I suggest you Daven to Hashem very simply and explicitly for your fathers benefit at least in each of the three daily tefillos. It may or may not help your father, but I tell you that it will help you gain a deeper acceptance of the situation and more acceptance of the pathetic nature of your own lust dependence. Maybe this is all Hashem's plan for you, to gain the awareness and the help that you will need to get free of your own problems, and maybe your knowledge of his problem actually has little - if anything - to do with your father getting better.

I think it is a bit much for a son to confront his father about his aveiros... And to judge whether anyone else is an addict and is ill, well, that's a bit much foranyone. I also think it is not healthy for you to nose around in your fathers business. If he is stupid and wants to have fun with porn, that is his choice. He is an adult and will have to pay the price, whatever it may be. All you can do is admit your problem to him. Your admitting his problem to him is probably useless and damaging. If you love him, then clean your side of the street and mind your own business, for G-d's sake.
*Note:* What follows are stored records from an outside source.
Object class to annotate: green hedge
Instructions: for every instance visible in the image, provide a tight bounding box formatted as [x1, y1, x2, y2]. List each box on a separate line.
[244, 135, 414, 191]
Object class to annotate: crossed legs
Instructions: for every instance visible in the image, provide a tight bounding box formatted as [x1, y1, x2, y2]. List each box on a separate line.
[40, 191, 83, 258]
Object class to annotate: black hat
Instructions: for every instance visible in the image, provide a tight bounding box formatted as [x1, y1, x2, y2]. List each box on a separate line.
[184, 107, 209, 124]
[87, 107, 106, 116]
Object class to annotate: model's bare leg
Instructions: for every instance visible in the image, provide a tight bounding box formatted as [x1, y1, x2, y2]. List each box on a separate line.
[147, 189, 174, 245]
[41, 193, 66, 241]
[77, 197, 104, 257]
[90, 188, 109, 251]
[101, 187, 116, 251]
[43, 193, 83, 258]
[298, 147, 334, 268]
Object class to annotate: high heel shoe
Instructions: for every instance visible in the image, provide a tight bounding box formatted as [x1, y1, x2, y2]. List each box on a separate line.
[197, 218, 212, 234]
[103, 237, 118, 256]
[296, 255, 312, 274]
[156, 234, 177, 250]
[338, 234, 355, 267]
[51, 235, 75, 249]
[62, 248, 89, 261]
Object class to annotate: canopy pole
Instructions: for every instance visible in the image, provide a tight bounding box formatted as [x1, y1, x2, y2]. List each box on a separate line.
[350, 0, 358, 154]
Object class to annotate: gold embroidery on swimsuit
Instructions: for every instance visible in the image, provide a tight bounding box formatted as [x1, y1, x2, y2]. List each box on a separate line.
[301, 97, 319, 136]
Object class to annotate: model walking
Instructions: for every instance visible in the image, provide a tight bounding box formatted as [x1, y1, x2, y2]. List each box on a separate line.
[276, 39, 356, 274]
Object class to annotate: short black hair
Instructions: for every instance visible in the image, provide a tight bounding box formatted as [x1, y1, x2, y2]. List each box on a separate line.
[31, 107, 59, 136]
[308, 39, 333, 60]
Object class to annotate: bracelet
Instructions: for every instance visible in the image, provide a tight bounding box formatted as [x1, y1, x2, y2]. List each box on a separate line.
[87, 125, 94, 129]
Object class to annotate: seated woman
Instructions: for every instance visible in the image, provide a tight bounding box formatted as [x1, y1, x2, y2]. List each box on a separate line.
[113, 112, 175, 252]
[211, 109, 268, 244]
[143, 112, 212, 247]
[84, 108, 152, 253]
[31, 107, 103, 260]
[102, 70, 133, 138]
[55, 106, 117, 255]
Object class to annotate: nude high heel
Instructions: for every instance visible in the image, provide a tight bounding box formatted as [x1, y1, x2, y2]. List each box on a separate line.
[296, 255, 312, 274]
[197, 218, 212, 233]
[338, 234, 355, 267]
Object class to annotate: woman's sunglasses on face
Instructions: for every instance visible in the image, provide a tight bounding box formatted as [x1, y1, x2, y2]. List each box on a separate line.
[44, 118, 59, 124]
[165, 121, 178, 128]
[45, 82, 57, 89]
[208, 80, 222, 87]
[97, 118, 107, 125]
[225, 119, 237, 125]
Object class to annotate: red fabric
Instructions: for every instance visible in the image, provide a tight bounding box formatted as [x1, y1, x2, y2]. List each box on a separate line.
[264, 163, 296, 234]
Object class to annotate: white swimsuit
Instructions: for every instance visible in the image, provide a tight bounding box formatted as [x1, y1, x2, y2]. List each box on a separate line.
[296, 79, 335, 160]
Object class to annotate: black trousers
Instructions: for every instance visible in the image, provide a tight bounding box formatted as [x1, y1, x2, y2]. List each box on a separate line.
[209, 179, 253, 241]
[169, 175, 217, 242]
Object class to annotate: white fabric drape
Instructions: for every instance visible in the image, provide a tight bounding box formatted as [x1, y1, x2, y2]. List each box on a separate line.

BTW, cleaning your side of the street has nothing whatsoever to do with being a kadosh, and showing him kedusha will do nothing. (In fact, I wouldn't be surprised to learn that he feels that he is a bit of a kadosh, right now! The mind works in funny ways.)

Finally, with all very due respect to those who suggested that you talk this over with the Rav of your shul or your Rebbe in yeshiva, how do they know that that Rav (or the rebbe) is not one of the guys your father is sharing the porn with? Addicts come in all shapes and sizes.

Of course, I'm not saying to trust no rabbi/rebbi, c"v. But this problem, like drinking or using drugs, has nothing to do with whether the person is a talmid Chochom, Rov, good man, or whatever. It's a compulsion that goes way beyond bechirah and often has roots that grew long before anyone's gadlus in learning began. So you may want to consider backing off on giving true trust to any man just because he is the rov of your shul. Sorry.

Choose your da'as Torah the best way you can: by your heart. Ask yourself who do you really trust - not by a sign on the door. And please consider focusing on your own recovery so that your children will not have to catch you one day.